In prior years, a letter of exemption for the freight beneficiary may have been obtained from us prior to the voyage, confirming the application of a DTA. However, the letter of exemption does not exempt the freight beneficiary from paying tax on income derived by that vessel engaging in coasting trade in Australian waters.
Coasting trade, also referred to as 'coastal trade', is the carriage of cargo that is both shipped and discharged at Australian ports, or passengers who both embark and disembark at Australian ports. Coasting trade includes both intra-state and inter-state voyages and includes voyages undertaken by licensed and unlicensed ships, whether with or without a voyage permit.
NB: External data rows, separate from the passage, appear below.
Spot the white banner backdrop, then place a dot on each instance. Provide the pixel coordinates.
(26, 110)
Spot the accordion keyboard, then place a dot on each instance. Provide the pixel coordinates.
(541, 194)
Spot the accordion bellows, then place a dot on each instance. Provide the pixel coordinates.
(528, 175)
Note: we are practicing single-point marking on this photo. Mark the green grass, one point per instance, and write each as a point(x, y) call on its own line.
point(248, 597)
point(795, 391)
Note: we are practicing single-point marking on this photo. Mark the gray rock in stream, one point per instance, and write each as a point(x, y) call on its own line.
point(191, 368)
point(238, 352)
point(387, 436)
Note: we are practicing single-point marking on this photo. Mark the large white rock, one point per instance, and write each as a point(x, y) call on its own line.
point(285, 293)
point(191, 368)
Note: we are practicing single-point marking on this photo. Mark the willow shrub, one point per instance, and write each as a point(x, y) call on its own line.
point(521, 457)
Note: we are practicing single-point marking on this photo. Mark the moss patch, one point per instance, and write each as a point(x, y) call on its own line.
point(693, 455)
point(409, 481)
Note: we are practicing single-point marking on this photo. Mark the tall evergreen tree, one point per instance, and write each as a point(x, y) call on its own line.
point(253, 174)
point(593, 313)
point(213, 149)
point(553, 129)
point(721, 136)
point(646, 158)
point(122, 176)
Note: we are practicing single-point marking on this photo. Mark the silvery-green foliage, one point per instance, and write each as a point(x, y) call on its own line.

Freight beneficiaries are liable under section 129 of the ITAA 1936 regardless of whether one or more charter party clauses indicate otherwise.
Example 3
A container carrier, 'The Eagle' is owned and operated by 'Hallgrimsson Ltd', a company based in Denmark. A current tax treaty exists between Australia and Denmark. The company has applied for and received a letter of exemption from us in accordance with this tax treaty. Hallgrimsson Ltd contracts to carry general cargo from both Melbourne and Brisbane to Japan. The company also enters contracts to ship and discharge goods between Melbourne, Port Botany, Newcastle and Brisbane, prior to departing Australian waters for Japan.
As a current tax treaty exists between Australia and Denmark, Hallgrimsson Ltd is exempt from paying Australian tax on any payment received for the carriage of goods shipped in Melbourne and Brisbane and then discharged in Japan.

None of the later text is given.